Cost of Thanksgiving dinner

The average cost of Thanksgiving dinner fell from 2012, according to an American Farm Bureau Federation estimate. (American Farm Bureau Federation / November 14, 2013)

Americans will have to spend just less than $50 on a Thanksgiving feast for 10 people this year, as the estimated average cost of the meal fell 44 cents from last year’s high of $49.48.

This time around, the spread will run consumers $49.04 -- or less than $5 a serving, according to an annual report from the American Farm Bureau Federation.

Bless the bird for the decline: A 16-pound turkey costs $21.76 this year, according to an average compiled by 167 volunteer shoppers checking prices at grocery stores across 34 states.

That’s a price tag of $1.36 a pound, shaving off three cents from last year. The group said that likely causes for the slide include slightly higher turkey production over much of the past year and a boost in the number of fowl in cold storage.

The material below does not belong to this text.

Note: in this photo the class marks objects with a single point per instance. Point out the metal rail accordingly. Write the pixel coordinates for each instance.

The value of turkeys produced last year was $5.4 billion, up 10% from the previous year, according to the U.S. Poultry & Egg Assn. The total number of birds went up 4% to 7.6 billion pounds.

California ranks sixth in nationwide turkey production, behind Minnesota, Arkansas, North Carolina, Virginia and Indiana.

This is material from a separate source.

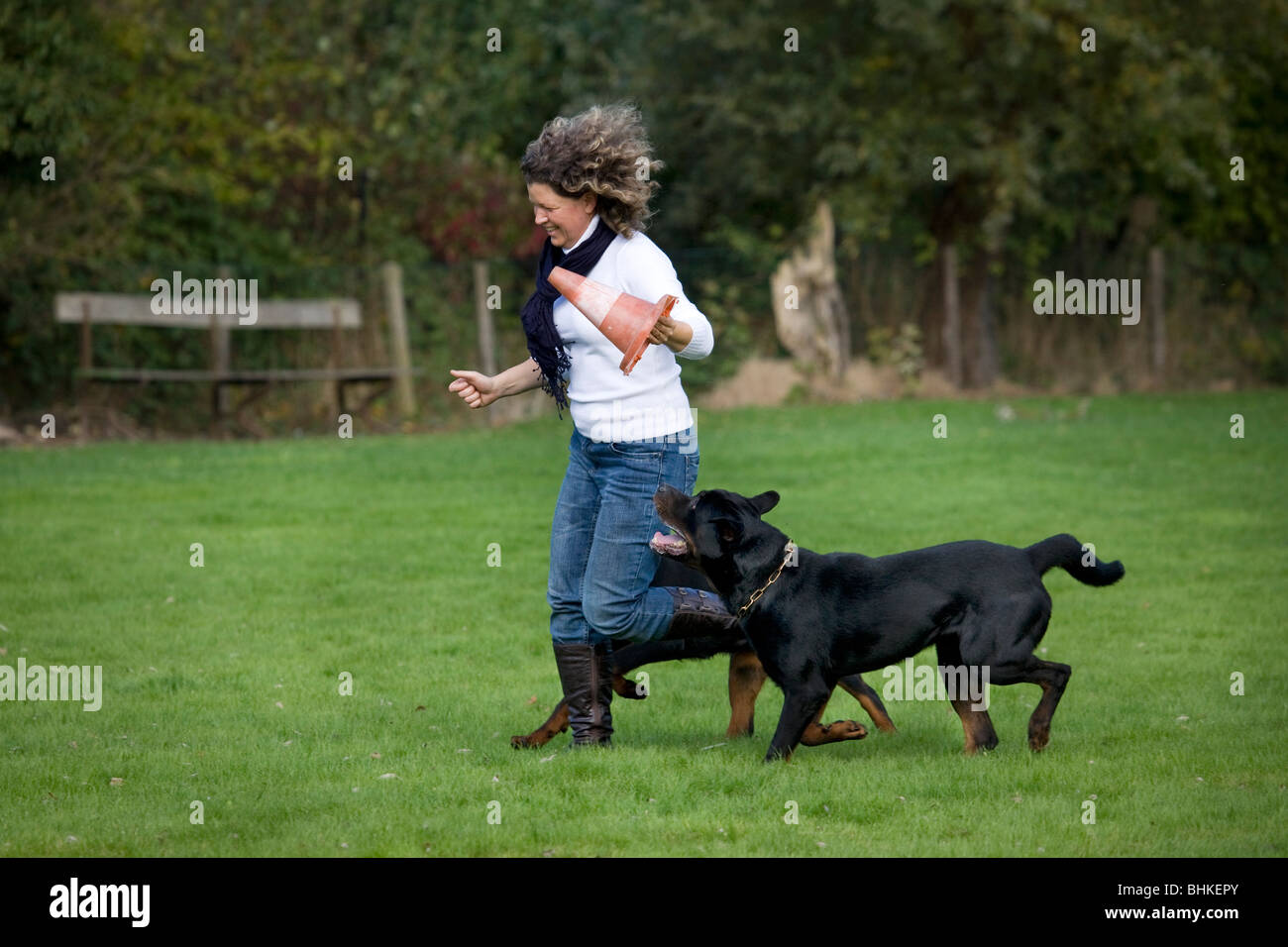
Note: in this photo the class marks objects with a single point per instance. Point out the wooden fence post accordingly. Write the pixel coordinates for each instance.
(397, 313)
(1158, 328)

When the Farm Bureau survey was first launched in 1986, the nominal cost of the full Thanksgiving dinner was $28.74. The cost has hovered around $49 since 2011.

Besides the turkey this year, goods such as rolls, peas, stuffing cranberries, whipping cream and pie shells became more affordable. Sweet potatoes, whole milk and pumpkin pie mix are slightly more expensive.

“Special sales and promotions on turkey and other holiday food items will continue right up to Thanksgiving,” John Anderson, the group’s deputy chief economist, said in a statement. “If you have the patience to wait until the last minute to buy a turkey, you might come home with an exceptional bargain.”

[Updated Nov. 14, 11:35 a.m.: Soon after the AFBF report was released, Wal-Mart said its customers could get a comparable Thanksgiving meal for $34.86, nearly 30% less than the national average.

The company said it offers a program called Christmas Ad Match, in which customers who see a lower price at a competitor before or after they’ve finished buying groceries from Wal-Mart, the retail giant will match the price.]